Feng Yaling, Hu Lingqing, Xu Qian, Yuan Hua, Ba Linlin, He Yue, Che Haisha
Department of Obstetrics and Gynecology, Wuxi Maternal and Child Health Hospital Affiliated to Nanjing Medical University, Wuxi, China.
J Cardiovasc Pharmacol. 2015 Jul;66(1):96-107. doi: 10.1097/FJC.0000000000000250.

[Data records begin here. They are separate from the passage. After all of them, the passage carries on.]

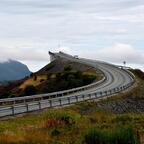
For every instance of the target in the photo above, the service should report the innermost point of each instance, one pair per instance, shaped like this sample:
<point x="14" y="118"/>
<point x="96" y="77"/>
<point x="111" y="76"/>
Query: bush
<point x="55" y="132"/>
<point x="29" y="90"/>
<point x="67" y="68"/>
<point x="119" y="136"/>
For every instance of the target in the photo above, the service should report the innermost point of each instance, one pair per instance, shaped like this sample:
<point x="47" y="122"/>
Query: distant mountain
<point x="13" y="70"/>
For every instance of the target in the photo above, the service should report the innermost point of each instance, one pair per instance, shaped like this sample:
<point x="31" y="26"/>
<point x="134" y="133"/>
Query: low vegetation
<point x="74" y="125"/>
<point x="49" y="82"/>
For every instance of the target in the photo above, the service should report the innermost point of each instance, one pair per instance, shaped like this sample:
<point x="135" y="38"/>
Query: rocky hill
<point x="13" y="70"/>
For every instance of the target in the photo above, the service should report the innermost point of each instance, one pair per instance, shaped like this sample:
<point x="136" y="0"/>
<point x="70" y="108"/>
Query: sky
<point x="107" y="30"/>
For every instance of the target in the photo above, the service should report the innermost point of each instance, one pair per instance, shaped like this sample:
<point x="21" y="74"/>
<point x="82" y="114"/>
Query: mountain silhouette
<point x="13" y="70"/>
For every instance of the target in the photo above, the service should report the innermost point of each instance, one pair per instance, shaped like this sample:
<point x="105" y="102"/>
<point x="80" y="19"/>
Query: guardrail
<point x="50" y="100"/>
<point x="49" y="95"/>
<point x="60" y="101"/>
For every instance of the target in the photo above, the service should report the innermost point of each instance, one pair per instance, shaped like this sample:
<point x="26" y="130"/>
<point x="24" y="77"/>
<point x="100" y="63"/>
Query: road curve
<point x="116" y="80"/>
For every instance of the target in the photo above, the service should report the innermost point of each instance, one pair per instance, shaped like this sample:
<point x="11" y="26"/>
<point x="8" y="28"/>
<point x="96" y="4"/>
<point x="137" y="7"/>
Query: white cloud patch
<point x="118" y="53"/>
<point x="30" y="28"/>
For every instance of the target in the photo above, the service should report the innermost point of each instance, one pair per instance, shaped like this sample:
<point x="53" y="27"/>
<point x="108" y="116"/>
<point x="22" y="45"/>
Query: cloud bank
<point x="109" y="30"/>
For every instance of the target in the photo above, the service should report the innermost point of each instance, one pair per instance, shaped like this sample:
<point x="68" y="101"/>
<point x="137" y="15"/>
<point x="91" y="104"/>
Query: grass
<point x="67" y="125"/>
<point x="33" y="82"/>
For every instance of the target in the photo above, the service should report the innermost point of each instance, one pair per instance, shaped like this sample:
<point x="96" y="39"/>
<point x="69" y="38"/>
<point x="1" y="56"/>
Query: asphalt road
<point x="114" y="78"/>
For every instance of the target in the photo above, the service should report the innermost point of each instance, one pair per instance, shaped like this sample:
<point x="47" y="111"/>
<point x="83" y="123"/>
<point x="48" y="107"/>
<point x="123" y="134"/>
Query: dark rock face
<point x="13" y="70"/>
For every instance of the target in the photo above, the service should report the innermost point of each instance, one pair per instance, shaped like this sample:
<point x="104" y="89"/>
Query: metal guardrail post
<point x="76" y="98"/>
<point x="13" y="110"/>
<point x="39" y="103"/>
<point x="27" y="107"/>
<point x="60" y="101"/>
<point x="68" y="100"/>
<point x="50" y="101"/>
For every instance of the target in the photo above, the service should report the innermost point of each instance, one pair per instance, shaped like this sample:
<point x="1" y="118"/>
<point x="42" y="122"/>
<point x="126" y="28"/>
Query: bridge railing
<point x="59" y="101"/>
<point x="8" y="101"/>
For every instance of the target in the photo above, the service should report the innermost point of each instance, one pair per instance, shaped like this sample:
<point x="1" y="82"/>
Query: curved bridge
<point x="115" y="80"/>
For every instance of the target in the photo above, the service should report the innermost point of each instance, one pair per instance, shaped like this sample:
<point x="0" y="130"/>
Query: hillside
<point x="58" y="75"/>
<point x="13" y="70"/>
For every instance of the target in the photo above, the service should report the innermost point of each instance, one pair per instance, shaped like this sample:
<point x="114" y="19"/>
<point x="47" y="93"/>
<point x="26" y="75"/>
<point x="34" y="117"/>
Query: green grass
<point x="67" y="125"/>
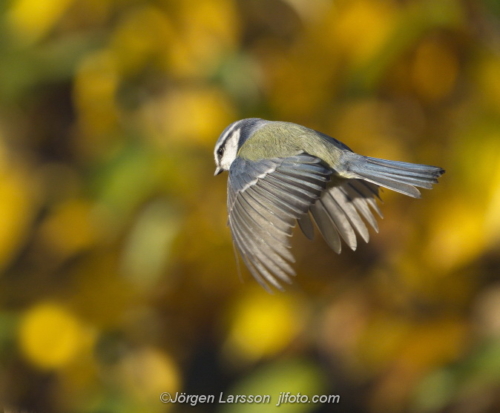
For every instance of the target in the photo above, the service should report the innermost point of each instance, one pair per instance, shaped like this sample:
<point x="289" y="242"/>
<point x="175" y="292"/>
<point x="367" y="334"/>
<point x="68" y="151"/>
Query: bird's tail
<point x="401" y="177"/>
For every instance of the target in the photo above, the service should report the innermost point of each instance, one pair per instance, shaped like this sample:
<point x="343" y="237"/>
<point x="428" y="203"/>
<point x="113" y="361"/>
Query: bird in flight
<point x="281" y="173"/>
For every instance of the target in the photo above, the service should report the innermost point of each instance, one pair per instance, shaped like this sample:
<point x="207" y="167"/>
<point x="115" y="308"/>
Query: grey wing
<point x="342" y="210"/>
<point x="265" y="199"/>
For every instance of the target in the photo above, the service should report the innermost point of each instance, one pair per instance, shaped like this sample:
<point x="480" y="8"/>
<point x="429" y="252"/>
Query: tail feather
<point x="401" y="177"/>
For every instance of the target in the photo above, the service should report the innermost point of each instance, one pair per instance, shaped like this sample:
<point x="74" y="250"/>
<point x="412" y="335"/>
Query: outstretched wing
<point x="265" y="199"/>
<point x="341" y="212"/>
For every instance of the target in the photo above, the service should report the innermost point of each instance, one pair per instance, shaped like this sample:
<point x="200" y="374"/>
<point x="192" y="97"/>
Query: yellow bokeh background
<point x="118" y="278"/>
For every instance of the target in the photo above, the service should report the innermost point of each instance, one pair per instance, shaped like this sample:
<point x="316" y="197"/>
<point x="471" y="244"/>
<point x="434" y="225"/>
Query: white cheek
<point x="231" y="150"/>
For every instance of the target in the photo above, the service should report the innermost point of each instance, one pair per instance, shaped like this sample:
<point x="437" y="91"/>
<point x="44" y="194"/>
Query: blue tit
<point x="281" y="173"/>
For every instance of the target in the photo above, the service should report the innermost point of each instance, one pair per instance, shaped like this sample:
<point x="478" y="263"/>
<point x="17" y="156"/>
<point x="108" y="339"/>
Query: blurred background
<point x="118" y="277"/>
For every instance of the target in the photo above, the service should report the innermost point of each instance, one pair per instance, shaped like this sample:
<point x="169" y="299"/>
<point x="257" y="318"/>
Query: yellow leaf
<point x="31" y="19"/>
<point x="263" y="324"/>
<point x="50" y="335"/>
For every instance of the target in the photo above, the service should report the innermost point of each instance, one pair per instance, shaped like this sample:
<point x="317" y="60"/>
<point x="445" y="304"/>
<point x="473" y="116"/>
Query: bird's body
<point x="282" y="173"/>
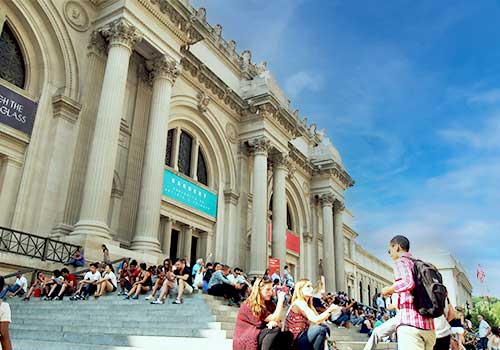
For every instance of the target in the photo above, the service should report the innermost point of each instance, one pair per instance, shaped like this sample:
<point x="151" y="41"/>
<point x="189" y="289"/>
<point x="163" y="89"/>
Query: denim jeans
<point x="12" y="288"/>
<point x="313" y="338"/>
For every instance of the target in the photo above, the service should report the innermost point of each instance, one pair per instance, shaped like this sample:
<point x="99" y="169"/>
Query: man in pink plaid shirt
<point x="415" y="332"/>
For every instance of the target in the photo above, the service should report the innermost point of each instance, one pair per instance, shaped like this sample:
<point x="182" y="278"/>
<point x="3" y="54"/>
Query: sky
<point x="409" y="93"/>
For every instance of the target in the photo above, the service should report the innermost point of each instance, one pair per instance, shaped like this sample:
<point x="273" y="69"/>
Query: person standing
<point x="414" y="331"/>
<point x="5" y="321"/>
<point x="484" y="332"/>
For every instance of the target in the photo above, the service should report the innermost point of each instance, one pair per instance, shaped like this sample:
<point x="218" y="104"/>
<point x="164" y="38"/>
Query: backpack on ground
<point x="429" y="294"/>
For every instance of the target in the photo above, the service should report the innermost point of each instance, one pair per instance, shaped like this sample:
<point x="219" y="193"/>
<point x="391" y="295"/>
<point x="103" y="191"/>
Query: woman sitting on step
<point x="142" y="285"/>
<point x="306" y="325"/>
<point x="39" y="283"/>
<point x="108" y="283"/>
<point x="258" y="321"/>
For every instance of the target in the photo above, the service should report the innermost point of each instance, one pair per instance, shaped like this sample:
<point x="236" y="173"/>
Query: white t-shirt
<point x="23" y="282"/>
<point x="92" y="276"/>
<point x="483" y="328"/>
<point x="4" y="312"/>
<point x="112" y="278"/>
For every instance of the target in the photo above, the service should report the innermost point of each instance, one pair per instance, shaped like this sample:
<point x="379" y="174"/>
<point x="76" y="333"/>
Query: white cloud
<point x="302" y="81"/>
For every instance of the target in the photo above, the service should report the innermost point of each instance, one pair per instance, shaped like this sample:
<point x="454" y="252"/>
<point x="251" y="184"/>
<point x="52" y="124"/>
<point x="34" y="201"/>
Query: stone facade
<point x="130" y="90"/>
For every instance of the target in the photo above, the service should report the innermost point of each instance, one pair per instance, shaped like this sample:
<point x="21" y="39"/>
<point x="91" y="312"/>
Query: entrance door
<point x="173" y="245"/>
<point x="194" y="251"/>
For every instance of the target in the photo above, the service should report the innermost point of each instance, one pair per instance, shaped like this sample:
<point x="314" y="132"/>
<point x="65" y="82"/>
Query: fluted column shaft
<point x="188" y="239"/>
<point x="339" y="246"/>
<point x="328" y="243"/>
<point x="167" y="237"/>
<point x="100" y="169"/>
<point x="280" y="170"/>
<point x="258" y="249"/>
<point x="164" y="72"/>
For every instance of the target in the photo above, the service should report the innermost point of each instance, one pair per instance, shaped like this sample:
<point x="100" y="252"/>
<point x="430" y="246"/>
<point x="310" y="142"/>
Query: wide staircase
<point x="345" y="339"/>
<point x="110" y="323"/>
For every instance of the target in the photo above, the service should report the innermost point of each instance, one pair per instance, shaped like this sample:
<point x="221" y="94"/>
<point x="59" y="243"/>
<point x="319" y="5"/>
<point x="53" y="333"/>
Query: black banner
<point x="16" y="110"/>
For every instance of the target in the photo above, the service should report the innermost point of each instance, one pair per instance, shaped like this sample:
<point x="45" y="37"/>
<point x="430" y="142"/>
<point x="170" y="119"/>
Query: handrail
<point x="34" y="246"/>
<point x="80" y="272"/>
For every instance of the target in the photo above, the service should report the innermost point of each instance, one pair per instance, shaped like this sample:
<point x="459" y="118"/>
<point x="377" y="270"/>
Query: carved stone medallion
<point x="76" y="16"/>
<point x="231" y="133"/>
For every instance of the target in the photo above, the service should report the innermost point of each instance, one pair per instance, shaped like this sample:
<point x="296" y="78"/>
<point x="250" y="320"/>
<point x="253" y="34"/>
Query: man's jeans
<point x="387" y="329"/>
<point x="415" y="339"/>
<point x="12" y="288"/>
<point x="313" y="338"/>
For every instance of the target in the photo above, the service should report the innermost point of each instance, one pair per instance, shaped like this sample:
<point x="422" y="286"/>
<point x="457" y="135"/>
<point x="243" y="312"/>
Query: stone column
<point x="280" y="170"/>
<point x="313" y="256"/>
<point x="10" y="179"/>
<point x="329" y="263"/>
<point x="167" y="237"/>
<point x="164" y="73"/>
<point x="339" y="245"/>
<point x="102" y="157"/>
<point x="188" y="239"/>
<point x="258" y="242"/>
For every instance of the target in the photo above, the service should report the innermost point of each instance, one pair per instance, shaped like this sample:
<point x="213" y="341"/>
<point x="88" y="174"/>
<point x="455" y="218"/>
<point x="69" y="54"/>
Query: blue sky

Ischemia/reperfusion (IR) injury is a critical factor in the pathogenesis of tissue injury after myocardial infarction, multiple organ failure, and other acute ischemic events. Previous studies suggest that α1-antitrypsin (AAT) plays a cytoprotective role in beta cells and human pulmonary cells. We hypothesize that AAT may have the potential to reduce IR-induced vascular injury involved in cell apoptosis and permeability. In this study, we investigate the role of AAT in human umbilical vein endothelial cells using a model wherein endothelial cell monolayers are exposed to hypoxia/reoxygenation (HR). We found that exogenous AAT alleviated HR injury in a dose- and time-dependent manner. Furthermore, by gain and loss function experiments, we demonstrated that overexpression of AAT decreased cell apoptosis and promoted proliferation by inhibiting Rac1/PAK/p38 signaling and against oxidative stress, and also reduced cellular permeability by increasing ZO-1 and occludin expression. Thus, we provided evidences to illustrate that AAT played a cytoprotective role in vascular endothelial cell under HR condition, suggesting that AAT treatment may be therapeutically beneficial to reduce IR-induced vascular injury.
缺血/再灌注(IR)损伤是心肌梗死、多器官功能衰竭及其他急性缺血事件后组织损伤发病机制中的关键因素。既往研究表明,α1-抗胰蛋白酶(AAT)在β细胞和人肺细胞中发挥细胞保护作用。我们推测,AAT可能具有减轻IR诱导的涉及细胞凋亡和通透性的血管损伤的潜力。在本研究中,我们使用内皮细胞单层暴露于缺氧/复氧(HR)的模型,研究AAT在人脐静脉内皮细胞中的作用。我们发现外源性AAT以剂量和时间依赖性方式减轻HR损伤。此外,通过功能获得和丧失实验,我们证明AAT的过表达通过抑制Rac1/PAK/p38信号传导和对抗氧化应激减少细胞凋亡并促进增殖,还通过增加ZO-1和闭合蛋白表达降低细胞通透性。因此,我们提供证据表明AAT在HR条件下对血管内皮细胞发挥细胞保护作用,提示AAT治疗可能对减轻IR诱导的血管损伤具有治疗益处。